El entrenador perenne se ha convertido en pasado, en brillante historia del baloncesto vizcaíno. Ascendió a la LEB en su primera temporada. A los dos años logró el título y el ascenso a la ACB. Durante las tres temporadas siguientes estabilizó al equipo arriba y a partir de ahí dio el salto.
Empezó acogiendo en el BEC la Supercopa y pasó la primera criba para caer ante el Baskonia en la final. Al año siguiente eliminó en la Copa de Vitoria al Barcelona y le hizo la vida dura al Tau en una preciosa semifinal. Ese partido le dio plaza europea y a la primera consiguió meterse en la semifinal. Este año tocaba dar un paso más y convetirse en alternativa a Valencia, Joventut y Unicaja en el segundo peldaño de nuestro baloncesto, pero algo salió mal.
Vidorreta tendrá que buscar ahora un nuevo equipo, una nueva aventura. En Bilbao se formó. A los 25 años cogió el cadete del Caja Bilbao. Si descontamos los tres años que pasó en la isla de La Palma, toda su carrera la ha desarrollado en casa. No le faltarán ofertas. Hasta cuando cogió a la selección sub 18 la hizo campeona de Europa. Pero ya no estará en casa. Asumirá nuevos riesgos y también tendrá menos presión. Lo más probable es que le vaya bien.
¿Blatt o Casas?
Para los dirigentes del club el momento es crítico. Tendrán que cambiar de conductor en un momento de máxima dificultad. Suena David Blatt, seleccionador de Rusia, el que ganó a los chicos de Gasol el Eurobasket en Madrid. Nació en Boston, pero es israelí. Ha entrenado en Israel, en Turquía, en Italia y en Rusia. Sonó para sustituir a Messina en el CSKA. Tras dejar al Dynamo de Moscú, sólo tiene la responsabilidad de su selección. Puede compatibilizarlo. Es lo que ha hecho hasta ahora.
Si Blatt juega en la primera división entre los entrenadores de baloncesto, Ricard Casas lo hace en la misma categoría que Vidorreta.
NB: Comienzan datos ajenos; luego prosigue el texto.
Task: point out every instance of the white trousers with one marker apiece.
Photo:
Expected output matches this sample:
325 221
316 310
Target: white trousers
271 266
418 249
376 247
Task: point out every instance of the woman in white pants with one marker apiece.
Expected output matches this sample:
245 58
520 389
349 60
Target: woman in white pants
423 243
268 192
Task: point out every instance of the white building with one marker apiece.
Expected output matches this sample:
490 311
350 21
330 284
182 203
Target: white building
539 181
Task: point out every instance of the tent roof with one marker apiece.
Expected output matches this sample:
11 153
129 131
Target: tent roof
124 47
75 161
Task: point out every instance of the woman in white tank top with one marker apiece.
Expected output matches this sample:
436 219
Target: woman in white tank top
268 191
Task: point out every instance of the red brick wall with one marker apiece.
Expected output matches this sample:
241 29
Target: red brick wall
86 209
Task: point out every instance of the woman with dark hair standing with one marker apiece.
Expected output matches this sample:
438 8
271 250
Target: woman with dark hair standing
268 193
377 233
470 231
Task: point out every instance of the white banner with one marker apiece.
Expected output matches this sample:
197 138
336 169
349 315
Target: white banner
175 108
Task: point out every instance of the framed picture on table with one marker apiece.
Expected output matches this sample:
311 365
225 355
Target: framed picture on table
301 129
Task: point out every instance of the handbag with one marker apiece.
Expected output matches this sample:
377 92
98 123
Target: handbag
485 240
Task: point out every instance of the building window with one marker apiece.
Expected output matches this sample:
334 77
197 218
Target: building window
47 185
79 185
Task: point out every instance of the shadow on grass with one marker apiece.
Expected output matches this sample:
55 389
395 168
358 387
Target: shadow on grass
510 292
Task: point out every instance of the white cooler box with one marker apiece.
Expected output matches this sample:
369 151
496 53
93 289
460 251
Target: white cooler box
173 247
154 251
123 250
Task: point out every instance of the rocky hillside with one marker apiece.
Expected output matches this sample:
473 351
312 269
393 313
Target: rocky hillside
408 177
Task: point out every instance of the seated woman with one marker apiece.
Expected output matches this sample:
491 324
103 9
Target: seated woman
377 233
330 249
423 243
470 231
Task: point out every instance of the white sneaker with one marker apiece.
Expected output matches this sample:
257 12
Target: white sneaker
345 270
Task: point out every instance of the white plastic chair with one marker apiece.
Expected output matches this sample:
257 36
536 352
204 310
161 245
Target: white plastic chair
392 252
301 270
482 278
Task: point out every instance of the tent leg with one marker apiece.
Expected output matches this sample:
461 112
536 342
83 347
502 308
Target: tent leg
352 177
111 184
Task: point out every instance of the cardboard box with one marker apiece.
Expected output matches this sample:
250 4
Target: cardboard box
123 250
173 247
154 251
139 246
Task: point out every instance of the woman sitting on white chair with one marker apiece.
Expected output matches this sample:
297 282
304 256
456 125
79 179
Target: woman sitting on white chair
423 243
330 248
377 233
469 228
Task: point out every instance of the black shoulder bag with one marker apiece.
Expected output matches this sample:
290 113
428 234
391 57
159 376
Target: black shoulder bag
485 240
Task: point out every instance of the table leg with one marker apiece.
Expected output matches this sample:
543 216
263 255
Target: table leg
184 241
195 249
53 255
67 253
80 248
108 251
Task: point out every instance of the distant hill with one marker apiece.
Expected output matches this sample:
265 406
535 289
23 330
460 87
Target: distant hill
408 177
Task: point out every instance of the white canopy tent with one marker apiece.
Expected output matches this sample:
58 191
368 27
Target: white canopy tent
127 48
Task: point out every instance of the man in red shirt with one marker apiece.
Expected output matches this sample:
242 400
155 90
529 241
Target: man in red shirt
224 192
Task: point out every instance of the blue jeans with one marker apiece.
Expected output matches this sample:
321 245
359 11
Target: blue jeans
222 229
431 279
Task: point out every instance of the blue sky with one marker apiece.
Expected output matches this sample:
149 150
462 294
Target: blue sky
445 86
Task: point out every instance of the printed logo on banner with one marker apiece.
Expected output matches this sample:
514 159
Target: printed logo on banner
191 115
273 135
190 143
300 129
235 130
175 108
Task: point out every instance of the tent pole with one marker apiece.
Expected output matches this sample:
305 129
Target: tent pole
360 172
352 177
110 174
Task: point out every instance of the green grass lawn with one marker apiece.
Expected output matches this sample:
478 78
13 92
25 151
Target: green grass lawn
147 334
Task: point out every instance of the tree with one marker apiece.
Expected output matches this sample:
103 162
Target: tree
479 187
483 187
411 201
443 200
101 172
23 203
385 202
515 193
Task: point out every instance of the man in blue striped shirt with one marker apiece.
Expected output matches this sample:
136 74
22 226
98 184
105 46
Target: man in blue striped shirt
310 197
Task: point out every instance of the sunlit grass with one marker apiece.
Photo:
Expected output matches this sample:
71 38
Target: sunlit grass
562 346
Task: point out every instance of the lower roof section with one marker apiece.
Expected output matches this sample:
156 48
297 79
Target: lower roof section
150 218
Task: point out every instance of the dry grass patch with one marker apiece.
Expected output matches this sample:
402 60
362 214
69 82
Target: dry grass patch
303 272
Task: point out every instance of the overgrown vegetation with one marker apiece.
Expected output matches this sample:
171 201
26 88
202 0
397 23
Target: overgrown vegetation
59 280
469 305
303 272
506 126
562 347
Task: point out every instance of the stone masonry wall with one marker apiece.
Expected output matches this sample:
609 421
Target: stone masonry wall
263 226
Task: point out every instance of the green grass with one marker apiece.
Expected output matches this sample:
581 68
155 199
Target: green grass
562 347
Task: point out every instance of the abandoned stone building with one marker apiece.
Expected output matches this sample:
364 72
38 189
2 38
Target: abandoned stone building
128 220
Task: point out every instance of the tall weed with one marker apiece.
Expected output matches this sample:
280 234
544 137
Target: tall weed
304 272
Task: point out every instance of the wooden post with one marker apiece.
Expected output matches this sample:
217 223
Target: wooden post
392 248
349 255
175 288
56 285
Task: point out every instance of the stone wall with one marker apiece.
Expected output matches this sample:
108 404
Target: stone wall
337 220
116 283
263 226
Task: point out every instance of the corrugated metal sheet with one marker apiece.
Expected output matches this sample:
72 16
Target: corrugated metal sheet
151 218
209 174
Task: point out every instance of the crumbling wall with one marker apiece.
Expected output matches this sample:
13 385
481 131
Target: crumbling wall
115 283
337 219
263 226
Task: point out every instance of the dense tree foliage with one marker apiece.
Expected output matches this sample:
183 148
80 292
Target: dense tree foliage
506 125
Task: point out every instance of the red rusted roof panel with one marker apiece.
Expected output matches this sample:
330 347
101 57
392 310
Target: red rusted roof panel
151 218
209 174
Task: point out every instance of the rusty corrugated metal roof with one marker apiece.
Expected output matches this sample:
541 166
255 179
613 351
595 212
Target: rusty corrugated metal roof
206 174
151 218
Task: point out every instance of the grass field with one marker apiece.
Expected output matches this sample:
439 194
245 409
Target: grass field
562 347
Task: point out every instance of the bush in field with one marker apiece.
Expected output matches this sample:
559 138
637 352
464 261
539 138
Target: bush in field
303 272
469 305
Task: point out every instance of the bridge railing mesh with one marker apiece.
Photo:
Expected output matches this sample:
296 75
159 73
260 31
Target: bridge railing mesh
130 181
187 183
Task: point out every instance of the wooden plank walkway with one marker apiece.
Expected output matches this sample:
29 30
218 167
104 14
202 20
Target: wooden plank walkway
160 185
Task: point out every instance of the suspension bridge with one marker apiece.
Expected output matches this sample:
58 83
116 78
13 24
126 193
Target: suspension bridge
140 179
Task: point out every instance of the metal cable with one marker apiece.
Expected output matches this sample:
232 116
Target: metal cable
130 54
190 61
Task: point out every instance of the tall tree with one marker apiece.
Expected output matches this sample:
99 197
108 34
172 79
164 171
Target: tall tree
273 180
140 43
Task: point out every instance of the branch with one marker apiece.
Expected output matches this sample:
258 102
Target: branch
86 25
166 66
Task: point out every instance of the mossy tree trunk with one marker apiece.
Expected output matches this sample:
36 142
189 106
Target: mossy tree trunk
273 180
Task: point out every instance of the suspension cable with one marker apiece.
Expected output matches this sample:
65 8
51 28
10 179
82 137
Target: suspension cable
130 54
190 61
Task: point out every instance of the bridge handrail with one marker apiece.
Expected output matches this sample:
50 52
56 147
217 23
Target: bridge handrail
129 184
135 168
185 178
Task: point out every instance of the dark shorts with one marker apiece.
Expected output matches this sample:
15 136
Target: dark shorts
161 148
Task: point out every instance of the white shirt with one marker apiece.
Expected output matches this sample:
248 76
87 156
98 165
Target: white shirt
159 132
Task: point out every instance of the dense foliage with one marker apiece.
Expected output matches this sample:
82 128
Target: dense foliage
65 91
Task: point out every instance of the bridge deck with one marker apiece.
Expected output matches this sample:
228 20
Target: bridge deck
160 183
Sólo que en vez de ser de Bilbao es de Manresa. Es la otra opción que maneja Gorka Arrinda.
El primero ofrece garantías si el objetivo es meter en cintura a un grupo de profesionales acostumbrados a lidiar con las estrellas, aunque no lleguen a serlo. Es caro. El segundo conserva el perfil de seriedad y equilibrio de Txus Vidorreta. Los que le conocen dicen que lo hace bien, que tiene mano dura, pero su experiencia se reduce a varios años en Manresa y Menorca más los quince meses de Valencia. No es tan caro.
Los rectores del club bilbaino tienen que tomar la decisión. Y acertar. Si no ganan ocho de los 17 partidos de la segunda vuelta, pueden verse en serios aprietos. Ahora ya no tienen a Vidorreta como seguro de vida.